What is a time series analysis?

A time series analysis deals with the inferential statistical analysis of corresponding time series and with the prediction of trends on their future development. Time series analysis is a special form of regression analysis. The time series is a chronologically ordered sequence of numbers or of observations in which the arrangement of characteristic values results compellingly from the time sequence under consideration (thus share prices and stock exchange prices can be considered in general, as well as population development, the election intention surveys, weather data, interest and price index). Individual points in time are combined into a set of observation points in time T and exactly one observation is used for each point in time t out of T. The observation points in time T are then combined into a set of observation points in time.

Time series occur in all fields of science. In time series, the data are not continuous but discrete and exist at finite time intervals. A time series can be obtained by sampling. Time points can be equidistantly spaced at constant intervals (such as every 5 seconds) or at other regularities (such as weekdays) or irregularly spaced. A single data point can consist of a single number (scalar value) or a multitude of numerical values (tuple). However, all data points must be composed of certain individual values in the same way.

Typically, time series arise from the interaction of regular and random causes. Regular causes can vary periodically and, on the other hand, contain long-term trends. The random influences can often be described as "noise".

In which areas are there time series analyses

In financial mathematics and in financial economics there are time series, such as for stock market prices and liquidity developments. Such series also exist in econometrics (for gross national product and the unemployment rate). Such series developments also occur in biometrics (for the EEG). There are also such time series analyses in meteorology, in remote sensing (vegetation development and aspect sequence) and in polemology (quantitative peace research).

What are the components of time series analysis

In time series, there are often typical patterns in the series values. These are due to certain influencing factors that have the same effect. The patterns can be divided into certain components and the time series can be broken down into such components. There are trend components, seasonal components, cyclical components and residual components. Which component is to be considered depends directly on the corresponding type of time series.

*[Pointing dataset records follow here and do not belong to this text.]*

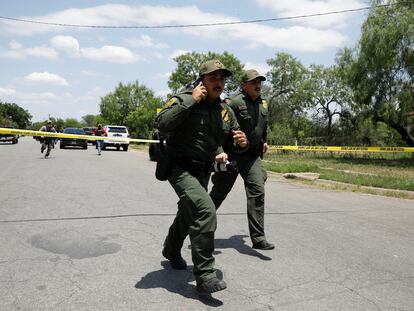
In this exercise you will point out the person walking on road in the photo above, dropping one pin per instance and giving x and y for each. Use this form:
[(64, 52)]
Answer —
[(47, 142), (197, 123), (251, 113), (99, 131)]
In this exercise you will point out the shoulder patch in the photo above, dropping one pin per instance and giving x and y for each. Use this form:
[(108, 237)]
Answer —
[(242, 106), (170, 102), (225, 114)]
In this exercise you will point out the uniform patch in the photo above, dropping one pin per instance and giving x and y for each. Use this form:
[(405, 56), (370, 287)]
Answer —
[(225, 115), (171, 102)]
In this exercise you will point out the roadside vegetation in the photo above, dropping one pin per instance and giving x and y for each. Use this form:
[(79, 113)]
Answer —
[(390, 171)]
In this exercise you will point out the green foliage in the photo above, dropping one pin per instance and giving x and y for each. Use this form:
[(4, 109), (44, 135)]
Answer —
[(132, 105), (89, 120), (12, 115), (188, 70), (382, 74)]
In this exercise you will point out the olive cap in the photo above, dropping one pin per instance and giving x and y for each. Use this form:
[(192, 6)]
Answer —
[(214, 65), (251, 74)]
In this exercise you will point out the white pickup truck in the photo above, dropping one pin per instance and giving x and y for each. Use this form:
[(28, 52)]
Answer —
[(116, 131)]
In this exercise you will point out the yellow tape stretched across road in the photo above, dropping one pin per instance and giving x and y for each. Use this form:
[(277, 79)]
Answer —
[(343, 148), (73, 136), (135, 140)]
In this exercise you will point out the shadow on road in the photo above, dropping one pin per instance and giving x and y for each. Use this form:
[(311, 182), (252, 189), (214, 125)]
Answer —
[(237, 242), (176, 281)]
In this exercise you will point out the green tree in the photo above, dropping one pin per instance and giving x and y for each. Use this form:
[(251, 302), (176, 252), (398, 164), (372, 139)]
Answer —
[(382, 73), (288, 123), (132, 105), (13, 115), (188, 70), (326, 94)]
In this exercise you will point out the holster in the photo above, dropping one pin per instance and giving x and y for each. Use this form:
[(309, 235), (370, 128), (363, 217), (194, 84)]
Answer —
[(163, 169)]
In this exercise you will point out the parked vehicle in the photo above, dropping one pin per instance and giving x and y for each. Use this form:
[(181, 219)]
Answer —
[(13, 138), (117, 131), (73, 142), (89, 131)]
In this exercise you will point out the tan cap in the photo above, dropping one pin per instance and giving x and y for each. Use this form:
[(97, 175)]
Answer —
[(251, 74), (214, 65)]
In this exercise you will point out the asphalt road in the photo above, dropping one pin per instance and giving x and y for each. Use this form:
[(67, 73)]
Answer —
[(83, 232)]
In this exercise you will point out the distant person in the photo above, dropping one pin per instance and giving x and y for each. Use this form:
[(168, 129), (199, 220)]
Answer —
[(99, 131), (47, 142), (251, 113)]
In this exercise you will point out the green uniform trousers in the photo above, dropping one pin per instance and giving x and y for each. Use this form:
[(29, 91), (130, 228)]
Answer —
[(196, 217), (254, 176)]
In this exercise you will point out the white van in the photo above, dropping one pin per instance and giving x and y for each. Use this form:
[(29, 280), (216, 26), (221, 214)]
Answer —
[(117, 131)]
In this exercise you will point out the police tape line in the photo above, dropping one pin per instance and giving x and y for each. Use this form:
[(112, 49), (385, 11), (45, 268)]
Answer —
[(72, 136), (273, 147), (343, 148)]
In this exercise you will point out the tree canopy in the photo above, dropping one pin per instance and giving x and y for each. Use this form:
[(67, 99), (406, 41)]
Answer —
[(382, 74), (13, 115)]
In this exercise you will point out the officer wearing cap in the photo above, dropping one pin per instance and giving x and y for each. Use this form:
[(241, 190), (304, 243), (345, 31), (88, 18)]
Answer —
[(251, 113), (197, 124), (47, 142)]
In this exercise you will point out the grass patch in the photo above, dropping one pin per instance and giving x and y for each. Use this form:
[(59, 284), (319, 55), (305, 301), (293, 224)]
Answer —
[(395, 171), (381, 181)]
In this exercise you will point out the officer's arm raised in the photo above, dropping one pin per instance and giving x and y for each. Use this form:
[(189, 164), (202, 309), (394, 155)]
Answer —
[(176, 110)]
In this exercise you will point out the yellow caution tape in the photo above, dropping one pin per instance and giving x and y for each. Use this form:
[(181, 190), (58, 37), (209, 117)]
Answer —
[(344, 148), (73, 136), (135, 140)]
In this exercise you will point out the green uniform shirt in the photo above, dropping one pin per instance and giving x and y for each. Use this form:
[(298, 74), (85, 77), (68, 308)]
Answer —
[(252, 117), (196, 130)]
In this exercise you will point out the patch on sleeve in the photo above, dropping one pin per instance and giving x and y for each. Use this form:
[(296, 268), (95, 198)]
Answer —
[(225, 115), (170, 102), (242, 106)]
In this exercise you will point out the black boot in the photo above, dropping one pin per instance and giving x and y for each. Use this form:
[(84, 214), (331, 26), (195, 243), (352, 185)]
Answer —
[(176, 261), (263, 245), (211, 286)]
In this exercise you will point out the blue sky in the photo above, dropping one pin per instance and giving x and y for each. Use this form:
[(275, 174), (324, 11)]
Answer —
[(64, 71)]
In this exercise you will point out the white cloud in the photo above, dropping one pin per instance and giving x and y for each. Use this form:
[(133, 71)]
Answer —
[(177, 53), (13, 45), (262, 68), (145, 41), (67, 44), (163, 76), (310, 34), (45, 78), (13, 54), (109, 53), (307, 7), (18, 51), (42, 51), (7, 91), (37, 98)]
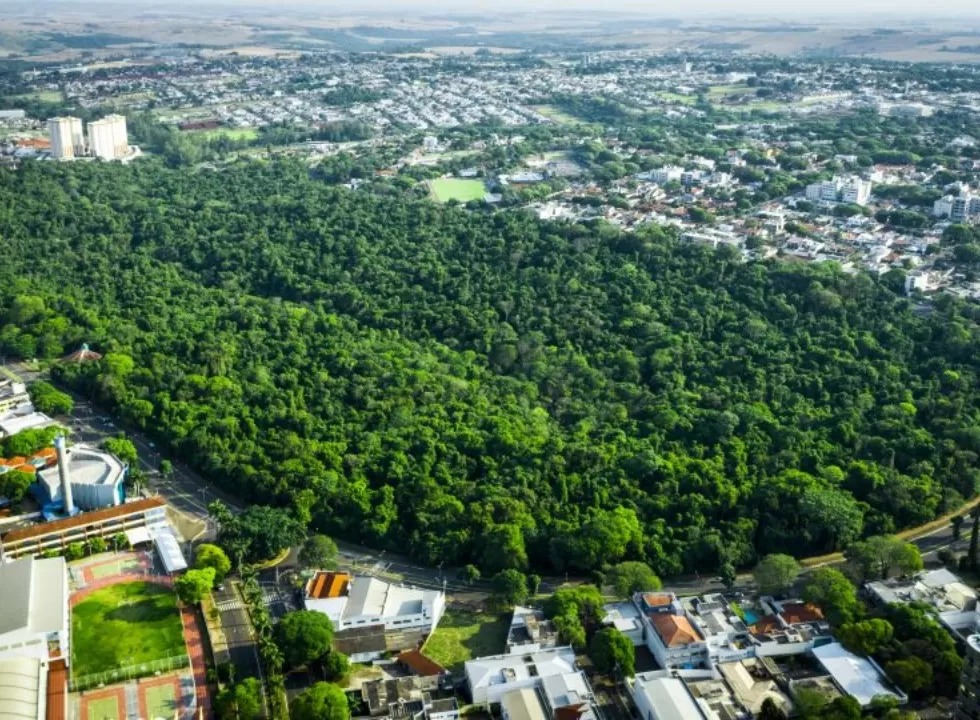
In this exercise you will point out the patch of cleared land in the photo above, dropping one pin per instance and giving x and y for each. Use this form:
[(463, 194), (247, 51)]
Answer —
[(463, 190), (122, 625), (461, 636), (230, 133), (556, 114)]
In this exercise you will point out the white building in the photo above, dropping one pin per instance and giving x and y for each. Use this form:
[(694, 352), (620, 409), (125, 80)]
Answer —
[(669, 634), (553, 671), (856, 191), (67, 140), (660, 697), (34, 610), (354, 602), (107, 138), (859, 677)]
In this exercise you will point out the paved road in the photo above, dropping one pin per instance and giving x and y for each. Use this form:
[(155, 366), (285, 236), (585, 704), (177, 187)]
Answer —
[(190, 492), (237, 629)]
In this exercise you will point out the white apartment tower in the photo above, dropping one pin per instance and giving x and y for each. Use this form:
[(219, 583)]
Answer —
[(107, 138), (67, 140)]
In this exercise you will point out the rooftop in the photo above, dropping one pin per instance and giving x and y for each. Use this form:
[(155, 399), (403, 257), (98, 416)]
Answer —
[(325, 585), (857, 676), (85, 519), (34, 595), (675, 630)]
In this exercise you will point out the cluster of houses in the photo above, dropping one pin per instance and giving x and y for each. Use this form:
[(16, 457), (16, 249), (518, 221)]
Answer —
[(712, 658)]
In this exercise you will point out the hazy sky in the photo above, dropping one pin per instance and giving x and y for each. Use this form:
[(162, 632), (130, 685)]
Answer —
[(882, 9)]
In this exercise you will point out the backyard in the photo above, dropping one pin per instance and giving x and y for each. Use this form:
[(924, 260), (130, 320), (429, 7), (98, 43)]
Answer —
[(123, 625), (461, 636)]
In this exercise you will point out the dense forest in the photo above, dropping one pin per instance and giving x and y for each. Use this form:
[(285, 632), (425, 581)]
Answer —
[(484, 387)]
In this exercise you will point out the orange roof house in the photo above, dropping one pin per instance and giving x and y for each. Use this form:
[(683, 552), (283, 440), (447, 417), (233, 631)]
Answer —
[(675, 630), (325, 585), (794, 613)]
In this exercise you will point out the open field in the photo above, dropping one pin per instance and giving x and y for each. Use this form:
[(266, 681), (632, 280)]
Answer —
[(103, 709), (461, 636), (678, 98), (40, 95), (124, 625), (556, 114), (446, 189)]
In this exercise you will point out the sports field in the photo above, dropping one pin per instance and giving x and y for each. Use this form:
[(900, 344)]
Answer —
[(463, 190), (124, 625)]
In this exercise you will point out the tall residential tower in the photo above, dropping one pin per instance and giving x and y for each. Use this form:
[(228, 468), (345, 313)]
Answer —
[(67, 140)]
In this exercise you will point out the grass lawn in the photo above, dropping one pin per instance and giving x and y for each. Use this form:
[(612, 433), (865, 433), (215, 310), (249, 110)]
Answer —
[(678, 98), (160, 702), (103, 709), (557, 114), (41, 96), (461, 636), (463, 190), (125, 624)]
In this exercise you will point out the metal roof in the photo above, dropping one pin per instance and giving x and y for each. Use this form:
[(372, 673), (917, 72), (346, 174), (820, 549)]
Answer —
[(34, 595)]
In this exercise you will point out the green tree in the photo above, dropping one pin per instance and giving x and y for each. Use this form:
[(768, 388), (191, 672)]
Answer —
[(241, 701), (336, 666), (194, 585), (122, 448), (771, 711), (776, 573), (50, 400), (613, 653), (865, 637), (321, 701), (912, 674), (878, 556), (259, 533), (630, 577), (509, 587), (304, 636), (318, 552), (211, 556), (834, 593)]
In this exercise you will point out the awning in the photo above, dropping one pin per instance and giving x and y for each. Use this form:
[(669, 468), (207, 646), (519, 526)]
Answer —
[(138, 536)]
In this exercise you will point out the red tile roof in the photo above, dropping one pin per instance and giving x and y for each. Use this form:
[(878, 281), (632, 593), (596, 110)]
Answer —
[(794, 613), (674, 630), (421, 664), (328, 585)]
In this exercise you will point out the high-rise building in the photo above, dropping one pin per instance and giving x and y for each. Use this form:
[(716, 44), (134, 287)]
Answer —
[(107, 138), (968, 703), (67, 140)]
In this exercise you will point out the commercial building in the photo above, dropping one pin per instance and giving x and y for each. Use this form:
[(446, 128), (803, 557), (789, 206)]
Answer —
[(352, 602), (107, 138), (859, 677), (658, 696), (59, 534), (529, 631), (83, 479), (968, 704), (67, 141), (551, 672), (34, 609), (34, 639)]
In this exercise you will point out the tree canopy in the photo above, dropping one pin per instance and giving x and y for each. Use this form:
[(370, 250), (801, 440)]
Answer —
[(487, 388)]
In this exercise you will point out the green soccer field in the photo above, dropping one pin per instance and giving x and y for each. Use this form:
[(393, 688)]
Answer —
[(124, 625), (463, 190)]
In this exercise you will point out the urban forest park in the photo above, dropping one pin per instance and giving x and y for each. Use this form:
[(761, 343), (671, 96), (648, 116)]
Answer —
[(489, 388)]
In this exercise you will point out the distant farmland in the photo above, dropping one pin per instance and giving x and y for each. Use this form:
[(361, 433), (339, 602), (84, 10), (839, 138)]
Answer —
[(446, 189)]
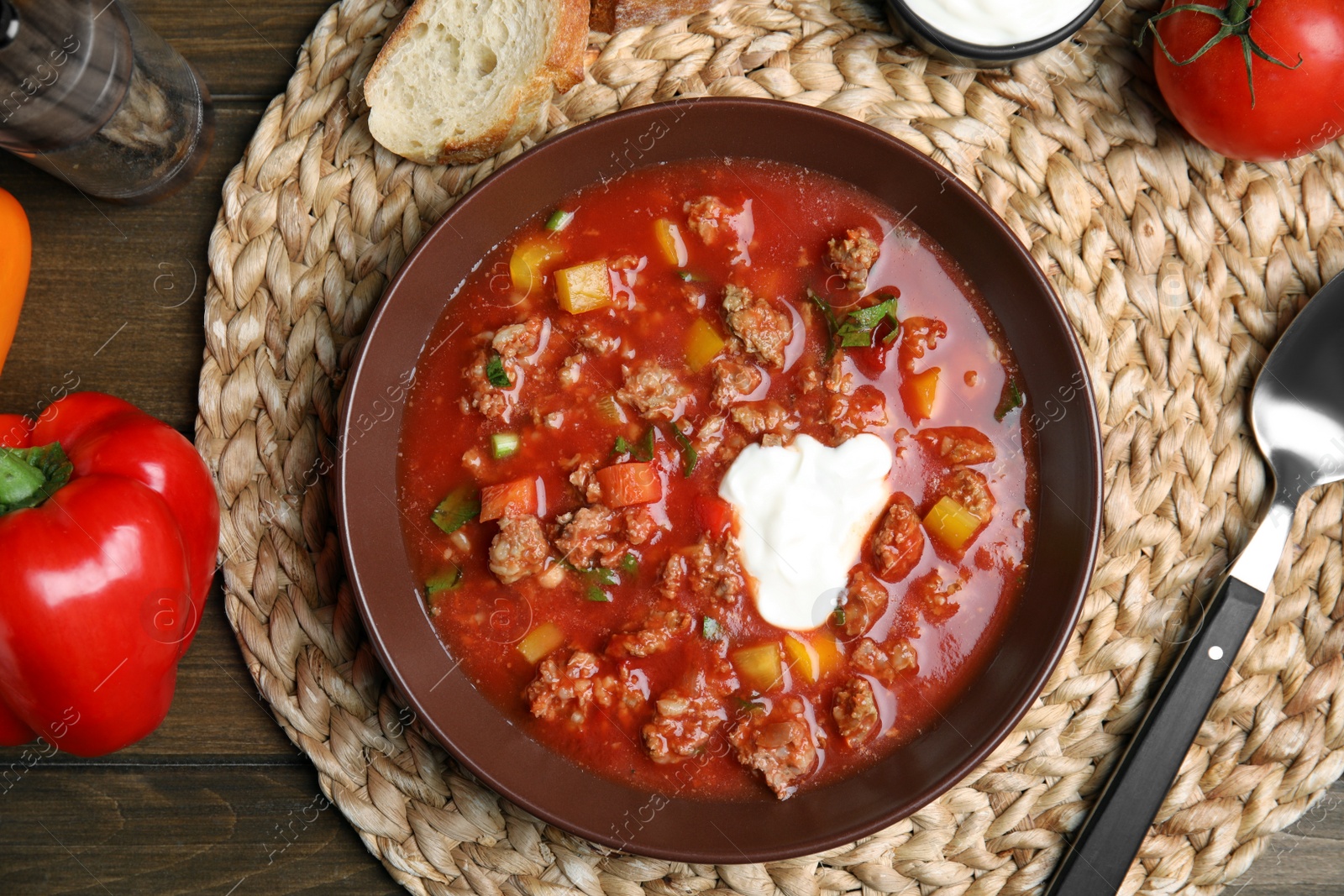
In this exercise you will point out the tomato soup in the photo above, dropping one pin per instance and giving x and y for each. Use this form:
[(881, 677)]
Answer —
[(717, 479)]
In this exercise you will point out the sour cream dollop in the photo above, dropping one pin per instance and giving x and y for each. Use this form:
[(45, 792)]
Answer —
[(998, 23), (803, 512)]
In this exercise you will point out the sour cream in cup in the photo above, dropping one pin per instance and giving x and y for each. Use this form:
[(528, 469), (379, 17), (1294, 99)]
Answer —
[(991, 31)]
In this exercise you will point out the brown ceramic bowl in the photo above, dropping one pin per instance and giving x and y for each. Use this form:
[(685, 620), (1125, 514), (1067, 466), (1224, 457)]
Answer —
[(1068, 520)]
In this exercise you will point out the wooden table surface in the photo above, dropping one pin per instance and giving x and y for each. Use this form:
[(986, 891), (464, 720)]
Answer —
[(218, 801)]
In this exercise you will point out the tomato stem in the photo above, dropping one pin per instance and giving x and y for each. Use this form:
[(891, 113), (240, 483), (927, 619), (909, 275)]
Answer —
[(1236, 22), (31, 476)]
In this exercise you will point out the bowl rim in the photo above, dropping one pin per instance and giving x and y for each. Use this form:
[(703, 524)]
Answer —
[(1092, 517), (990, 53)]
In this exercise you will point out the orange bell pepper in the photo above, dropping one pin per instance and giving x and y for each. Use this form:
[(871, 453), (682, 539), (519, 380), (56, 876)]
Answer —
[(15, 261)]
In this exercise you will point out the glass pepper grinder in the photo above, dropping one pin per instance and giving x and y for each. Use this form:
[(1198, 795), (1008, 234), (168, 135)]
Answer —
[(92, 96)]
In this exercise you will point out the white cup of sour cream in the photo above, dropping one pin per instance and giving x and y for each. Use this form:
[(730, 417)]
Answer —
[(991, 31)]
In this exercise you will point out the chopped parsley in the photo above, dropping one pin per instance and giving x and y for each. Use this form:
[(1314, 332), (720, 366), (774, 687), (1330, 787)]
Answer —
[(558, 221), (597, 578), (859, 327), (689, 454), (642, 450), (495, 371), (1010, 401), (445, 580), (461, 506)]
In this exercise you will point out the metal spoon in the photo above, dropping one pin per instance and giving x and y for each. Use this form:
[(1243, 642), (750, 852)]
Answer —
[(1297, 417)]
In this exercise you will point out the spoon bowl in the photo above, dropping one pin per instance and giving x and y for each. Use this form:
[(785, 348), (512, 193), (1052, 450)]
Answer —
[(1297, 418)]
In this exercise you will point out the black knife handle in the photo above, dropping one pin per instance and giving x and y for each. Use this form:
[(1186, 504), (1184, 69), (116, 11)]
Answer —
[(1100, 856)]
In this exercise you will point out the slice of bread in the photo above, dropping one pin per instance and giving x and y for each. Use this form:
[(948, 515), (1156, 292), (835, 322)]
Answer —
[(461, 80)]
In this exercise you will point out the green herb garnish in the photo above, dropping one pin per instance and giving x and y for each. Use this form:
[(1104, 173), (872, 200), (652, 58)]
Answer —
[(642, 450), (858, 327), (445, 580), (689, 454), (461, 506), (495, 371), (830, 316), (558, 221), (1010, 401), (504, 443), (596, 575), (750, 705)]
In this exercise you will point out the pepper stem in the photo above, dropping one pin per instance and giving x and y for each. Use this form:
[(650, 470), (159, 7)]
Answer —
[(31, 476)]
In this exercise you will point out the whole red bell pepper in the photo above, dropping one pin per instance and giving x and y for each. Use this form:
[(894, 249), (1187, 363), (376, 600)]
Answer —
[(108, 533)]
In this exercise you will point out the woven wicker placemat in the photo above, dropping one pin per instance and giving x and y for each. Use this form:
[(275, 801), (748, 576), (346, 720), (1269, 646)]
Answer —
[(1176, 268)]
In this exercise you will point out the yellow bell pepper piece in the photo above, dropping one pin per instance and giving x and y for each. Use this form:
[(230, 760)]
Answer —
[(669, 241), (524, 265), (759, 665), (952, 523), (541, 641), (702, 344), (584, 288), (918, 392), (803, 658)]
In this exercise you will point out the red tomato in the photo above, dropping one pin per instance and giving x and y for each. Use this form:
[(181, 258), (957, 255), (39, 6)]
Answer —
[(1299, 107), (508, 499), (627, 484), (714, 513)]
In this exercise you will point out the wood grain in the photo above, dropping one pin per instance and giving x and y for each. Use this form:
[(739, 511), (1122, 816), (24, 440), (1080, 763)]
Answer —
[(218, 801)]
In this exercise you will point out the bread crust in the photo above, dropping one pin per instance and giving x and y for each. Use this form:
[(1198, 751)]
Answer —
[(561, 69)]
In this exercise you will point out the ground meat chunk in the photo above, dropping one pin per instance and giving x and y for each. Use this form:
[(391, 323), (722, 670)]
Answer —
[(517, 342), (853, 257), (837, 382), (710, 217), (682, 725), (777, 745), (732, 379), (519, 550), (571, 369), (932, 598), (958, 445), (597, 535), (568, 685), (709, 437), (596, 340), (898, 543), (885, 663), (763, 417), (971, 490), (864, 602), (658, 633), (638, 523), (591, 535), (582, 479), (674, 577), (859, 412), (763, 328), (917, 336), (855, 711), (714, 570), (494, 402), (654, 391)]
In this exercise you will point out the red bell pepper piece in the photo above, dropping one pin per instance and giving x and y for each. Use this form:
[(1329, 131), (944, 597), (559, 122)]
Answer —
[(108, 533)]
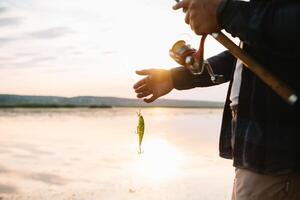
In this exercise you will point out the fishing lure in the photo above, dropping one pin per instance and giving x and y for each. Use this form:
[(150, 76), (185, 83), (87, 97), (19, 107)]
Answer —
[(140, 130)]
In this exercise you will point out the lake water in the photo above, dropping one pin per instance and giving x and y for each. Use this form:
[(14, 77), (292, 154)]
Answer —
[(88, 154)]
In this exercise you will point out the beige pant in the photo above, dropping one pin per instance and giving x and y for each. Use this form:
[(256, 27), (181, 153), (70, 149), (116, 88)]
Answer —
[(252, 186)]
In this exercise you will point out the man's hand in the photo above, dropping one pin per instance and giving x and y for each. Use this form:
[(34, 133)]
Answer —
[(201, 15), (157, 83)]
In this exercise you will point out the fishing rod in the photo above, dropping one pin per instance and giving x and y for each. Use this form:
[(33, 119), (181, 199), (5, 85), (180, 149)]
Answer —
[(194, 59)]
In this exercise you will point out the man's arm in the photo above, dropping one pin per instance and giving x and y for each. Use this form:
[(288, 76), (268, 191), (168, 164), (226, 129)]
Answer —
[(269, 24), (222, 63)]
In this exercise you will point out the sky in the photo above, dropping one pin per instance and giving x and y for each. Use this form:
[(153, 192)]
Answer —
[(91, 47)]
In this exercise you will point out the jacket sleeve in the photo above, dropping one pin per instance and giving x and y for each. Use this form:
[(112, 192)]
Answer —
[(271, 24), (222, 63)]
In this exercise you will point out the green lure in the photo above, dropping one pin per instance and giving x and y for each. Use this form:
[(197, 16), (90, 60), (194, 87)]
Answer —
[(140, 130)]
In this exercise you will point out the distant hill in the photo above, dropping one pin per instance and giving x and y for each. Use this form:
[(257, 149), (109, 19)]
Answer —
[(97, 102)]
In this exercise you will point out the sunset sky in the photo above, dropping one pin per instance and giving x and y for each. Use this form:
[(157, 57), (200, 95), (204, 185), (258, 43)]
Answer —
[(91, 47)]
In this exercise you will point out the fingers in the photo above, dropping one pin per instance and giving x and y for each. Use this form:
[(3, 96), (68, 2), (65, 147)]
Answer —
[(144, 94), (182, 4), (144, 72), (187, 17), (141, 89), (151, 99), (140, 83)]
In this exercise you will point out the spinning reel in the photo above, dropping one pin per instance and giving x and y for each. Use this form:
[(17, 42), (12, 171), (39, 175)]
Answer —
[(192, 59)]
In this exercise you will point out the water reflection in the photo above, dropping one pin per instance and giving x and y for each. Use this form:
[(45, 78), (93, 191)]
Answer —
[(159, 162), (92, 154)]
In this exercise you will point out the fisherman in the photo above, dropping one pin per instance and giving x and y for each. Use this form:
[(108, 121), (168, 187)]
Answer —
[(260, 131)]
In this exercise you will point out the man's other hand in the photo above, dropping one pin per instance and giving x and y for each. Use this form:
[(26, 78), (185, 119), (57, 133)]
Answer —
[(158, 82), (201, 15)]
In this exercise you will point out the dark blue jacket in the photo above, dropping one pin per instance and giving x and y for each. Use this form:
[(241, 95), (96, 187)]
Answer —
[(267, 136)]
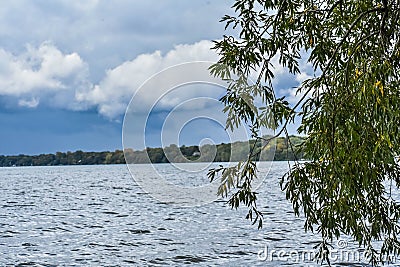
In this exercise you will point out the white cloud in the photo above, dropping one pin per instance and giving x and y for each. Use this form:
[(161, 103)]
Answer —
[(116, 89), (42, 72), (29, 103)]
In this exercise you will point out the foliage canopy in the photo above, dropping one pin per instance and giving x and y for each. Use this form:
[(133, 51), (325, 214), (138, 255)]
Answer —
[(349, 112)]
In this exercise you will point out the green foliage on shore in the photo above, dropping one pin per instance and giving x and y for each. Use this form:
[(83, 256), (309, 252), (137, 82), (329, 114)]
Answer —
[(172, 153)]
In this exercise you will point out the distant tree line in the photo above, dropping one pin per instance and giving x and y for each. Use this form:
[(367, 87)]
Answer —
[(220, 153)]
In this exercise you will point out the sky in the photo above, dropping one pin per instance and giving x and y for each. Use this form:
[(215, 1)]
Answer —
[(69, 69)]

Time series analysis models

With the modern methods of time series analysis, even the future can be predicted with the help of observations from the past. This is possible with consumption figures, share prices or temperatures. There are different models that can be applied:

AR models:

In general, autoregressive models are models that take into account serial correlation of corresponding observations. Future observations can be predicted and estimated. AR models are the simplest form of time series analyses.

ARIMA models:

The ARIMA models are extensions of AR models, the so-called autoregressive-integrated-moving-average models. Not only the past observations of the time series are taken into account, but also the unobserved errors of this time series. Temporal dependencies are described that only briefly influence a time series.

GARCH models:

GARCH models are general-autoregressive-conditional-heteroscedasticity models. Variations are estimated over time in this model. The variance of the observations is in the foreground. For example, the volatility of share prices can be predicted.